Beyond The Black Rainbow : au-delà du scénario

OTBR

Le fils d’un réalisateur consacré dans les années 80 par le film d’action offre au public un long-métrage déroutant, et pesant, auquel il ne manque qu’une chose pour triompher : l’approbation d’une autorité critique.
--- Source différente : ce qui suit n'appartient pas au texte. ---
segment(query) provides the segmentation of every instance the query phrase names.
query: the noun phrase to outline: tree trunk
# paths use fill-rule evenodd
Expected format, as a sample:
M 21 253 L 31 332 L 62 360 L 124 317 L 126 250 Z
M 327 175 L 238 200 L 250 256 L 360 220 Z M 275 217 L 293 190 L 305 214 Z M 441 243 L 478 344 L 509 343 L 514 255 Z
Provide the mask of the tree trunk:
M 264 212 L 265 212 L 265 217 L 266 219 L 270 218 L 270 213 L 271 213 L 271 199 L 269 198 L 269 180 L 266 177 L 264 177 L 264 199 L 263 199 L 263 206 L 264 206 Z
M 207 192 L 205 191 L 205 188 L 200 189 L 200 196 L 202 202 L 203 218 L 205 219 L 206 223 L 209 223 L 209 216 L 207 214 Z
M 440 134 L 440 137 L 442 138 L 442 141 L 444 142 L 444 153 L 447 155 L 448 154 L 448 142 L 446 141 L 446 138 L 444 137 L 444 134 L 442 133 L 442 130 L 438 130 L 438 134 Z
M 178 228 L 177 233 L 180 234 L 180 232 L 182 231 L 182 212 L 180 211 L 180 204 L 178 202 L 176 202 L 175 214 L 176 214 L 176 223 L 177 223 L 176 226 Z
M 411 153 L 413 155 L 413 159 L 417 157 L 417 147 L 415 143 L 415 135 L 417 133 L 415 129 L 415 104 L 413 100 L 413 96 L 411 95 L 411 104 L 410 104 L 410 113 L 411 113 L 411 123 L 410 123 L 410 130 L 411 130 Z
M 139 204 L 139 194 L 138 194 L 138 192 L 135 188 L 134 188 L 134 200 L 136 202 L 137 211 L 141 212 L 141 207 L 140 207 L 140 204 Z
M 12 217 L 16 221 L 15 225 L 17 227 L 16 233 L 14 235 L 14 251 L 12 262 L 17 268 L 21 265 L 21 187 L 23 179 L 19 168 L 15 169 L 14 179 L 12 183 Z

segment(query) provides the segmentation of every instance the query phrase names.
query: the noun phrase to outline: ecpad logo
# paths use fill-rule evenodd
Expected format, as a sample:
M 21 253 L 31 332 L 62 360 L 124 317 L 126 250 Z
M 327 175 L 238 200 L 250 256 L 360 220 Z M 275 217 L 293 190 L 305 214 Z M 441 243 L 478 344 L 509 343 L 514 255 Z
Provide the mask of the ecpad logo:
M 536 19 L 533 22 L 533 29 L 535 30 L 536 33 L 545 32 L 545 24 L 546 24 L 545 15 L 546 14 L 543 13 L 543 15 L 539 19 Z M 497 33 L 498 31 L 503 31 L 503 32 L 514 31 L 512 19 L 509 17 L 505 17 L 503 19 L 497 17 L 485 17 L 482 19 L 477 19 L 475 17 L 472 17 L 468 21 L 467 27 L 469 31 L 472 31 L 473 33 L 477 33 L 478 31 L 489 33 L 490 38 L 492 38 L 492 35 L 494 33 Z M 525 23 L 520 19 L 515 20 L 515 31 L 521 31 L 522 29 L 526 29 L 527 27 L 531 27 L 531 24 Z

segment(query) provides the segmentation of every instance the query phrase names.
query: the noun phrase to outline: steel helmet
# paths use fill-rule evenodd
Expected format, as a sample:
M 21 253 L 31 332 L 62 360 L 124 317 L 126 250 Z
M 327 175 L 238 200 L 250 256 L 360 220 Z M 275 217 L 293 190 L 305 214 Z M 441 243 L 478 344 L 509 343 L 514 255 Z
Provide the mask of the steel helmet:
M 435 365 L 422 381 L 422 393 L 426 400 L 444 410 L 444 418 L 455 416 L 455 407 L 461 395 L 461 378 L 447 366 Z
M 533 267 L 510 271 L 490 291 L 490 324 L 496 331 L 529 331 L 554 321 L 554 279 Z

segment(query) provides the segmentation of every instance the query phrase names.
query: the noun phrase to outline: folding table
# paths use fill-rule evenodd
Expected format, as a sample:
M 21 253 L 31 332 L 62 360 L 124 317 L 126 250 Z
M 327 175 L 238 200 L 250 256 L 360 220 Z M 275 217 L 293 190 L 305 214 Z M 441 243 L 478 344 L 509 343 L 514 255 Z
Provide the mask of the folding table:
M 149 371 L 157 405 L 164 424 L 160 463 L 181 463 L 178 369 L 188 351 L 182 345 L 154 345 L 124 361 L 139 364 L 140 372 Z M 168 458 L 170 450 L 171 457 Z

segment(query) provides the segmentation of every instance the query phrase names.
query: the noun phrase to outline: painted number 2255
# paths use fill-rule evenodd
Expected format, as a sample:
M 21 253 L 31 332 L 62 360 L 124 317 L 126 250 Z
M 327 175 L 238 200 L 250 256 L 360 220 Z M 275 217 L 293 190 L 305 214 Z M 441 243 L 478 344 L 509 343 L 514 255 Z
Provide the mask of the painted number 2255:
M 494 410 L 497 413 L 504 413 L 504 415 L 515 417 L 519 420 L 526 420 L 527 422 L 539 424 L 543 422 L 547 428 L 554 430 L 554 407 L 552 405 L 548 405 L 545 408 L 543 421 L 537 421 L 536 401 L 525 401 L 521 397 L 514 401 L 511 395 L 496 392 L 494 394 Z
Au-delà de l’arc-en-ciel noir : un titre de toute beauté pour un film qui n’en manque pas, loin de là. A la découverte de sa bande-annonce l’année dernière, les mots étaient sortis spontanément : on dirait Lynch, Kubrick, Cronenberg. Toutes ces références se sont confirmées au visionnage et d’autres se sont révélées. Le scénario est minime : une jeune femme est retenue contre son gré, et depuis sa naissance, dans l’institut Arboria. Ce sanatorium est aussi fermé au monde extérieur que les cavernes lumineuses de THX 1138. Comme le protagoniste du film de Georges Lucas, l’héroïne de Beyond The Black Rainbow (BTBR) va devoir se frayer un chemin jusqu’à la surface, et échapper aux projets déviants du Docteur Barry Nyle. Projets dont on a du mal à saisir la portée, d’ailleurs. On ne sait s’il essaie de créer un surhomme, une sur-femme ou devenir lui-même un mélange de ces deux concepts. Ou chais pas. Comme disent les artistes paresseux ou incapables de défendre leurs travaux, ce qui compte finalement c’est l’interprétation du spectateur. Plus particulièrement, ce qu’il ressent.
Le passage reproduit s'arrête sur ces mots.